Chocolate Tres Leches Cake

Tres Leches Cake is popular throughout Latin America. The cake is baked with whole milk and then soaked in a combination of evaporated milk and sweetened condensed milk, hence the “three milks” title. It’s a super moist cake that’s best served the next day. Top with fresh whipped cream or just use the canned version. It’s even better with a scoop of vanilla ice cream on the side.
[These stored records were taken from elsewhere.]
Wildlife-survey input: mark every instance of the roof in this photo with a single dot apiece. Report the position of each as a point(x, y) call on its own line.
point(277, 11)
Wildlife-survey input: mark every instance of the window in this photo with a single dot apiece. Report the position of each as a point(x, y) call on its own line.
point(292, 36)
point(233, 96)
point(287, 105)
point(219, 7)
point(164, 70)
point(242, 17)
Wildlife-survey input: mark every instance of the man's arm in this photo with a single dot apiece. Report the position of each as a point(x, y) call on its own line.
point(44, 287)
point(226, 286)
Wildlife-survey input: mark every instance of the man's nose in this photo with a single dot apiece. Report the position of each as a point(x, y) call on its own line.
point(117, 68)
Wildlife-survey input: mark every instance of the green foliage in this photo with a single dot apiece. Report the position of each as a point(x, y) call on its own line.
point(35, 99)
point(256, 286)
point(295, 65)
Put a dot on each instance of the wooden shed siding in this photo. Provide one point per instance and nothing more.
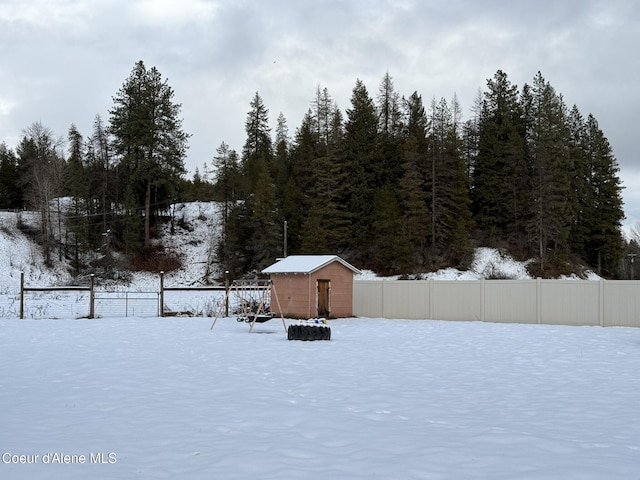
(341, 288)
(297, 292)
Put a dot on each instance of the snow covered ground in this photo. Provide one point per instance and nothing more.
(120, 398)
(156, 398)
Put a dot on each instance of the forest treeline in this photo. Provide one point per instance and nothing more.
(391, 184)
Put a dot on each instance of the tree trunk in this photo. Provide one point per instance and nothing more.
(147, 215)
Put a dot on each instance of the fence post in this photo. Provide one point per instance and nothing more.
(538, 300)
(482, 300)
(162, 294)
(21, 295)
(226, 293)
(91, 296)
(601, 302)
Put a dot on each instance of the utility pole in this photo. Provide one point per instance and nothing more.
(285, 239)
(631, 257)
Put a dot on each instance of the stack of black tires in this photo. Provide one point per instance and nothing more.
(308, 332)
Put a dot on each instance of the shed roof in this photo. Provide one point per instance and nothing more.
(306, 264)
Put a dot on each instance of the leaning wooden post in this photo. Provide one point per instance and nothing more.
(91, 296)
(162, 294)
(21, 295)
(226, 293)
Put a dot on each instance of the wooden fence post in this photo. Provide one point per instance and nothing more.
(226, 293)
(91, 296)
(162, 294)
(21, 295)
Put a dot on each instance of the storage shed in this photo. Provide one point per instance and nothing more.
(309, 286)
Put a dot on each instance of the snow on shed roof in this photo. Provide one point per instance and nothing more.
(306, 264)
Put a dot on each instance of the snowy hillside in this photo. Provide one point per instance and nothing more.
(384, 399)
(133, 397)
(196, 231)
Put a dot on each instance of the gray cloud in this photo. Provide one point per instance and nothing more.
(63, 61)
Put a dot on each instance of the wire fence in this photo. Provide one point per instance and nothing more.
(58, 302)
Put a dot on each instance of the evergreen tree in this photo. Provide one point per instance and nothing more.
(580, 191)
(10, 191)
(257, 153)
(228, 185)
(149, 139)
(605, 243)
(500, 170)
(412, 194)
(361, 156)
(391, 248)
(263, 220)
(551, 174)
(78, 188)
(449, 201)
Chocolate Tres Leches Cake

Print Recipe

Ingredients

  • 6 large eggs
  • 3/4 cup whole milk
  • 3/4 cup unsweetened cocoa powder
  • 1 3/4 cup all-purpose flour
  • 4 teaspoons baking powder
  • 1 teaspoon salt
  • 2 teaspoons vanilla
  • 1 12-oz can evaporated milk
  • 1 14-oz can sweetened condensed milk
  • whipped cream fresh whipped or canned for serving
  • chocolate sprinkles optional
  • maraschino cherries or sliced strawberries optional

Instructions

  • Preheat the oven to 325 degrees.
  • Separate eggs, whites go in a large mixing bowl and the yolks in a small ramekin and set aside.
  • In a saucepan, heat the whole milk. When warm, remove from heat and whisk in the cocoa powder. Let it set and cool to room temperature.
  • In a measuring cup, combine flour and baking powder, set aside.
  • Add salt to the egg whites and beat with a stand or electric mixer on medium speed until frothy. Increase the speed to medium-high until soft peaks form. Slowly add the sugar; beat until stiff peaks form.
  • Add yolks to beaten egg whites mixture and continue beating until combined.
  • Add flour mixture and cocoa milk alternately in batches to egg mixture. Add vanilla and continue beating until combined.
  • Pour batter into a lightly greased 13×9" baking pan spreading evenly. Bake for 30 to 35 minutes until a toothpick in the center comes out clean. Place the pan with cake on a wire rack and let cool completely, about an hour.
  • When cool, use a wooden skewer or long fork to poke holes all over the cake top.
  • In a bowl, mix the evaporated milk and condensed milk together. Pour over the cake evenly.
  • Refrigerate for 3 to 24 hours (best overnight). Cut cake and serve with whipped cream and other toppings of choice.